Ionization potential is defined as the energy required to remove the outermost electron from an isolated atom in gaseous state.

An isolated atom in gaseous state does not have any work function.

Work function arises from other factors including the crystal structure etc. etc.
 
  • #3
vinter said:
No they don't include the work function.

Ionization potential is defined as the energy required to remove the outermost electron from an isolated atom in gaseous state.

An isolated atom in gaseous state does not have any work function.

Work function arises from other factors including the crystal structure etc. etc.

Does this mean that all of the IPs listed for all of the elements were measured when the elements were in a gaseous state? If so, what temperature would be used?
Thanks!
 
  • #4
according to quantum theory, since the energy is quantize, the result is independent to the temperature...

let me do a very simple calculation for H atom
[tex] KE \approx kT = 8.617 \times 10^{-5} T (in Kelvin)eV [/tex]
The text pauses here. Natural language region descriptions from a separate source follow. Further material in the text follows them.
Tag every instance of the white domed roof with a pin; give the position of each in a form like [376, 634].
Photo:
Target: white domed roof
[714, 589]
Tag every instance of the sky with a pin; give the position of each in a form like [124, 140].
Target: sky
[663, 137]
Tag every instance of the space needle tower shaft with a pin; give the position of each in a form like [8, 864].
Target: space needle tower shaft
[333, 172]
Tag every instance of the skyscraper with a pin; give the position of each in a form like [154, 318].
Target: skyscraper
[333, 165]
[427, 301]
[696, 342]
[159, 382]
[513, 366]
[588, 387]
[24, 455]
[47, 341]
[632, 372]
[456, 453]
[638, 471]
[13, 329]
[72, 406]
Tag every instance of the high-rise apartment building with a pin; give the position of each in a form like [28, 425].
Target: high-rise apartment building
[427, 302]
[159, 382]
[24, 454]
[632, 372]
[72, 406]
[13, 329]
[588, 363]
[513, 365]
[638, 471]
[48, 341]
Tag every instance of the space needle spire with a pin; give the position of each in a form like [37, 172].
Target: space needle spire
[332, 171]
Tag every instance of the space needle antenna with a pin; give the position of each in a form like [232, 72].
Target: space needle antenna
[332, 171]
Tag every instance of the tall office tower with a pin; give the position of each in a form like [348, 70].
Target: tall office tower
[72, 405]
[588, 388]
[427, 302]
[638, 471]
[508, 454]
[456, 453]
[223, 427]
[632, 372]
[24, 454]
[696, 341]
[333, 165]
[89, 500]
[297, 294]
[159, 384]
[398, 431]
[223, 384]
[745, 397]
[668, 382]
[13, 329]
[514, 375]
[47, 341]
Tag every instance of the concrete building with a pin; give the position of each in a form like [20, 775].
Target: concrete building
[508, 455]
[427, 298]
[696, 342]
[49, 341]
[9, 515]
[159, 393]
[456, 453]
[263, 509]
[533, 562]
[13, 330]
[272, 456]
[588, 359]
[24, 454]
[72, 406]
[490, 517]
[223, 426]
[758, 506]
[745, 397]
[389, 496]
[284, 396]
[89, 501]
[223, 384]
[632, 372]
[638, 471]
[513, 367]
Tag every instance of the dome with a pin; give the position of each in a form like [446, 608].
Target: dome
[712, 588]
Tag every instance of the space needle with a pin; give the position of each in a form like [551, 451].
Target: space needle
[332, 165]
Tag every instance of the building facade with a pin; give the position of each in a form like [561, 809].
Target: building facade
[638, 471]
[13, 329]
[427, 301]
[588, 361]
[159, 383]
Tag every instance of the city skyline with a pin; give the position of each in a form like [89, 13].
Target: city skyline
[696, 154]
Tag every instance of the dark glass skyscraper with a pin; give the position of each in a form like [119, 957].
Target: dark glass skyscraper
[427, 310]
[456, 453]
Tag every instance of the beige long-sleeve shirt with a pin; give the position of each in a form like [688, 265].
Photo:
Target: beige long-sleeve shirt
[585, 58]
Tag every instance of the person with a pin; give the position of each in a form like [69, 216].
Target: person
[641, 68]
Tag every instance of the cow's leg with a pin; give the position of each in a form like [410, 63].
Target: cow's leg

in a room temperature, T=300 degree, KE approximately equal to 10^-2 eV, only a fraction of IP (13.6 eV in your case)... so even if you use classical theory... the error in minimal...
 
  • #5
Though IPs are related to atoms in the gaseous state, they ar NOT usually measured in the gaseous state. The old method is to use Hess' Law of Constant Summation, one of the great applications of which is the Born Haber Cycle. Modern methods include sophisticated equipments and spectroscopy etc. etc.
Ionization Potential is DEFINED as a quantity independent of such things as the temperature. It's like, you consider just an atom with a nucleus and the electrons and forget about what's going on outside it. This definition does create problems because in the laboratory, your apparatus cannot be independent of such other factors. To attain a high accuracy in the measurement of IP is still a challenge.
 
  • #6
OK. Got it. Many thanks for the assist.
 

1. What is ionization potential?

Ionization potential is the amount of energy required to remove an electron from an atom or molecule in its ground state. It is typically measured in electron volts (eV) or kilojoules per mole (kJ/mol).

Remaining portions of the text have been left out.